Acendendo no moço uma fagulha que irradiou seu rosto num belo sorriso. Josefa manteve-se quieta e sua mãe: - Pode ir, filha, na hora do café vocês vem tomar com a gente.

E assim, sem trocar uma palavra, ficaram noivos, Josefa e Elpídio, casamento marcado para dali a um ano e a promessa de que o noivo viria a cada três meses para noivar e falar do andamento dos preparativos para o casório.

Assim foi feito.Casamento grande, toda cidade presente, Lila que já estava casada, esperava ha 3 meses a chegada de quem deveria ser” José Ladislau ou Maria do Carmo”, conforme fosse a vontade de Deus. Dona Hermengarda toda de preto, como era costumes das viúvas naquela época, só tirava o preto se morresse ou casasse novamente, o que não era o caso, o padre veio de Caicó para celebrar as bodas. Muita galinha torrada, pato, guiné, ponche do bom, bolo feito por Rita de Tôtô, melhor cozinheira da redondeza, muitos comes e bebes, até sanfoneiro teve, que Anízio trouxe lá das bandas de Sapé na Paraíba.

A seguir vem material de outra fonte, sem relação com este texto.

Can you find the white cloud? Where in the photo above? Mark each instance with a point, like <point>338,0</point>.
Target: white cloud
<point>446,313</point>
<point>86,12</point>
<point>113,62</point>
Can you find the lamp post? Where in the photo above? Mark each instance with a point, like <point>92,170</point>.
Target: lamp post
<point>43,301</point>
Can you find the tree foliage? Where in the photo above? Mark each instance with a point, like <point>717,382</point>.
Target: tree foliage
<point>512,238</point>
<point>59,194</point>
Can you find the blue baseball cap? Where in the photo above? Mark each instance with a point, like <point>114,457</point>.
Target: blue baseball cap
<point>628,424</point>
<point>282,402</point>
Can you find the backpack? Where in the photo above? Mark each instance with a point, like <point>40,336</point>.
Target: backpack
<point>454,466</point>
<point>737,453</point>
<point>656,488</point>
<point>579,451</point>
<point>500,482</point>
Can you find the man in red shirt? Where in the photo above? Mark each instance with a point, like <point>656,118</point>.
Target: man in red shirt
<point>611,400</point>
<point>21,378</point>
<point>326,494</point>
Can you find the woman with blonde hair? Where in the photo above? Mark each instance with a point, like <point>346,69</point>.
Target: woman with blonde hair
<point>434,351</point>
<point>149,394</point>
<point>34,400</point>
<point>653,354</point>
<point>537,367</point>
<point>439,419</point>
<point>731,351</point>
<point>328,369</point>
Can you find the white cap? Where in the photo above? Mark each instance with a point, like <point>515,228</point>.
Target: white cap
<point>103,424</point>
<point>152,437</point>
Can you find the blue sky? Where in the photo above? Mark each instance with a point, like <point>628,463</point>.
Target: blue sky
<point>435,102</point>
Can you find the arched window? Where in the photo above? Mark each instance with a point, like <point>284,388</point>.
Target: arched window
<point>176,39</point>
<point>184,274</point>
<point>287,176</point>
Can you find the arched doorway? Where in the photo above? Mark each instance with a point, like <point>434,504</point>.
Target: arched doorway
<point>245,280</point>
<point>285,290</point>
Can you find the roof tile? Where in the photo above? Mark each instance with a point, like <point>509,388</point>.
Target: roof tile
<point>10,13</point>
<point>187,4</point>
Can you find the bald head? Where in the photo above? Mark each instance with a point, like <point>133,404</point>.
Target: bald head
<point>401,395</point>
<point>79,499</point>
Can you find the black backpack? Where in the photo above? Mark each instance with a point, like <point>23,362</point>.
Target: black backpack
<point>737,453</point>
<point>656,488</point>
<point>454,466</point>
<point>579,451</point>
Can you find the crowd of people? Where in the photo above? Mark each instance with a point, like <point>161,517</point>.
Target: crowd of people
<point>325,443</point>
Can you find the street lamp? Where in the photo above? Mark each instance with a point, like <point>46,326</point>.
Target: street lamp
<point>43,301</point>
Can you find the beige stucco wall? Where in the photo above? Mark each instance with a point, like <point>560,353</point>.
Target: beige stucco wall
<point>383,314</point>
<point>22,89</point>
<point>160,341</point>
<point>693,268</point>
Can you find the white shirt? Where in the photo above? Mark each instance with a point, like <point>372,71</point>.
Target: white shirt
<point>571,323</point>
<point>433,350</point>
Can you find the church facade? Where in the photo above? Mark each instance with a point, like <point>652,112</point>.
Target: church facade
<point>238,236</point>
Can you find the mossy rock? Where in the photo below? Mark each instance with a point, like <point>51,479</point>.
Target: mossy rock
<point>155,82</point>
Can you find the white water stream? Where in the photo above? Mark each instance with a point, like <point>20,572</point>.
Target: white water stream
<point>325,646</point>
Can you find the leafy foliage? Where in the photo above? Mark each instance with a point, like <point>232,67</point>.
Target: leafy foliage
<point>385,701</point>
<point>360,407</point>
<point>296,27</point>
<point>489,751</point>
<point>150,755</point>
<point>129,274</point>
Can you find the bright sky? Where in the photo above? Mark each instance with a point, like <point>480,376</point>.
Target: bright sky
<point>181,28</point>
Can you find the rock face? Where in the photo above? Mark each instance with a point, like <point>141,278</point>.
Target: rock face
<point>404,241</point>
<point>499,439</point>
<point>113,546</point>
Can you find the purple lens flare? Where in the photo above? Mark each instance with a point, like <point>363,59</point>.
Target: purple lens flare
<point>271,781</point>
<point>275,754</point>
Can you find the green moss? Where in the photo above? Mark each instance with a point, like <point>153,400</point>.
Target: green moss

Depois da festança, foram os noivos para a casa comprada por Elpídio em Campo Redondo, pois na condição de ex-combatente, recebeu do governo do estado o emprego de delegado daquela cidade. Assim, a filha não saia de perto da mãe e da irmã.

Sozinhos os dois, as 3 da manhã, Elpídio olha para sua esposa e diz:-Você sabe o que vamos fazer agora, mulher?

Não sabia. Balançou em negativa a cabeça. Os olhos muito grandes e assustados, nunca havia ficado sozinha com um homem. Elpídio teve pena, olhando aquela criança quase desfalecida de pavor.

-Vamos caçar Josefa! Vamos caçar! Pegue a espingarda, troque de roupa, que nós vamos nos divertir numa caçada.

-Josefa abriu um lindo sorriso, trocou de roupa rapidinho, lanterna, bornal, espingarda de chumbo e lá foram os dois em plena lua de mel.Elpídio atirando nas rolinhas, Josefa não deixava pegar um tiro...

-Xô rola, xô rola...e os dois se conhecendo, sorrindo e se aventurando como duas crianças, passaram a noite de núpcias!